D'ordinaire, lorsqu'on entend le mot « dématérialisation », on se dit qu'il y a un risque d'éloignement, avec la fermeture d'un guichet, ou un risque lié à la fracture numérique. En l'espèce, les choses sont différentes, car la proposition de loi vise à simplifier la vie des Français de l'étranger.
Il arrive souvent que nos concitoyens établis hors de France rencontrent des difficultés d'accès à l'administration, notamment lorsqu'ils vivent loin d'une ambassade ou d'une section consulaire. C'est face à ce constat qu'il a été décidé d'expérimenter la dématérialisation de l'état civil par le ministère des affaires étrangères. Cette démarche doit permettre de répondre à la demande des usagers, qui souhaitent gérer certaines procédures à distance, sans avoir à se déplacer.
Notre groupe soutient la dématérialisation, tout en émettant certaines réserves. Après cinq ans, les retards se sont accumulés et le coût total du projet devrait doubler, tandis que l'un des volets de l'expérimentation n'a pas été mis en œuvre. Pour l'heure, le compte n'y est donc pas, ce qui est regrettable, tant cette expérimentation est essentielle pour les quelque 2,5 millions de Français résidant à l'étranger.

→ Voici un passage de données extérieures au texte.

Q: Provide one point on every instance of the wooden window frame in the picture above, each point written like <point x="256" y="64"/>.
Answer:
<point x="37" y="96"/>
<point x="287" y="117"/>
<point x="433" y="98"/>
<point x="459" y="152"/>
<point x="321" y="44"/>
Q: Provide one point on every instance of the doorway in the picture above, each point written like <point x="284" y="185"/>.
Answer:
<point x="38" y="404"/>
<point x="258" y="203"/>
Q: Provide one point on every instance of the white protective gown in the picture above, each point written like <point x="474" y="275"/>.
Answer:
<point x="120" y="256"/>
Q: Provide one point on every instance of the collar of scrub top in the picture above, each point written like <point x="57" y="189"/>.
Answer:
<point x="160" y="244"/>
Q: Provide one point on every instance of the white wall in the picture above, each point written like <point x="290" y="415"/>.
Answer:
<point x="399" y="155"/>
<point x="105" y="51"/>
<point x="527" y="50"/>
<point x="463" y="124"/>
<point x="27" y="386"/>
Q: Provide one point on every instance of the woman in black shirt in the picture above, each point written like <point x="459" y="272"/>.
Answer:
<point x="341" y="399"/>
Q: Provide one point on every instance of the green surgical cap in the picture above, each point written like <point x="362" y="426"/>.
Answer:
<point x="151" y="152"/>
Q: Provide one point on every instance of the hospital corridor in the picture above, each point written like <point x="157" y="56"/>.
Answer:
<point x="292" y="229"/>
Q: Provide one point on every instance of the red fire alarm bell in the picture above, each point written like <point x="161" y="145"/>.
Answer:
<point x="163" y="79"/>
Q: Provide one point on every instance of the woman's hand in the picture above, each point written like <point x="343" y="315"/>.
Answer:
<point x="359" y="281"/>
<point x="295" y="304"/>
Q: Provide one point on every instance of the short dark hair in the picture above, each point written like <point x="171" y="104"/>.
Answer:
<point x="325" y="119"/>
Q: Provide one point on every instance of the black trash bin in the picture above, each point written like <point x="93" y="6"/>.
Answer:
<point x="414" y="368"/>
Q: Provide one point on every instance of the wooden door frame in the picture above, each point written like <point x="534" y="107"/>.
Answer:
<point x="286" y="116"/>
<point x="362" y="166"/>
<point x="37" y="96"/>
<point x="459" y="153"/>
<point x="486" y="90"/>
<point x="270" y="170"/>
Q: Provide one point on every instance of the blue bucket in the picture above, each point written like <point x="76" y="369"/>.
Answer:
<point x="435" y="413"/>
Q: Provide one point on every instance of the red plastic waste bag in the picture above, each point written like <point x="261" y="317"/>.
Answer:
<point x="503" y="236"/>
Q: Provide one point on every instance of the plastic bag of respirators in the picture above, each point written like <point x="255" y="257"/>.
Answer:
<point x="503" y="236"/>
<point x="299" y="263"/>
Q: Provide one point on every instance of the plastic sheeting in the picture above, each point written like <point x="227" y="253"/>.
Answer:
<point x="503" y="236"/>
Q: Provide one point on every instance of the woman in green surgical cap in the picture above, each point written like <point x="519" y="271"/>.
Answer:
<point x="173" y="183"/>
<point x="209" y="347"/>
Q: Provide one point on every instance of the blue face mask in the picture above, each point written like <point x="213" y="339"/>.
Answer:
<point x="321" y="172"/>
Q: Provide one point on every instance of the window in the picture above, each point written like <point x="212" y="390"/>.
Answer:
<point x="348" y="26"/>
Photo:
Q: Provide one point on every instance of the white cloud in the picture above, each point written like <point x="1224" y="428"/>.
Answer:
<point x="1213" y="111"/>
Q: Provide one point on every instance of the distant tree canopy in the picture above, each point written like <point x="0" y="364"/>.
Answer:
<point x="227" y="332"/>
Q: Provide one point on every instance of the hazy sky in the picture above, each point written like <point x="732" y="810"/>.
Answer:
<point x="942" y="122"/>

D'autres avant moi ont dressé l'historique de ce projet, mais je rappellerai que notre assemblée a validé l'expérimentation en 2018 et l'a prolongée une première fois jusqu'en juillet 2024. Certes, la pandémie de covid a provoqué certains retards, mais le ministère fait aussi face à des difficultés techniques. De toute évidence, le Gouvernement a surestimé ses capacités. Le ministère des affaires étrangères n'a mis en œuvre l'expérimentation relative à la délivrance des actes qu'à partir de mars 2021, mais ne l'a pas encore appliquée à leur établissement et à leur conservation.
En plus des délais, le coût prévisionnel total du projet augmente, pour atteindre 11,3 millions d'euros, plus du double de son estimation initiale de 5 millions d'euros.
C'est sur le volet « délivrance » des copies et extraits d'actes d'état civil que nous nous attarderons, car c'est le seul qui a été mis en œuvre. Il a produit des résultats positifs, puisqu'en 2023, seulement 0,3 % des 1,26 million de demandes adressées à l'état civil du ministère des affaires étrangères étaient assorties d'une demande d'impression.
Certains résultats peuvent toutefois conduire à s'interroger : alors que l'un des objectifs de la réforme était de réduire le délai de traitement, le bilan de l'expérimentation atteste d'une contreperformance, avec un délai moyen de traitement passant de 8,5 jours en 2021 à 14 jours en 2023.
Concernant le second volet de l'expérimentation, nous sommes également réservés : nous constatons qu'il n'a toujours pas été mis en œuvre et qu'il ne le sera pas avant 2025.
Cette prolongation doit être la dernière et on se demande si le ministère réussira à tenir les nouveaux délais : le rapport du Sénat indique bien que le « nouveau calendrier prévisionnel reste à stabiliser » et que son respect dépend du maintien d'une capacité budgétaire et humaine. Notre groupe votera pour ce texte, car il sera utile à nos concitoyens, mais espère que le Parlement sera mieux informé – et annuellement – de l'avancement de cette dématérialisation.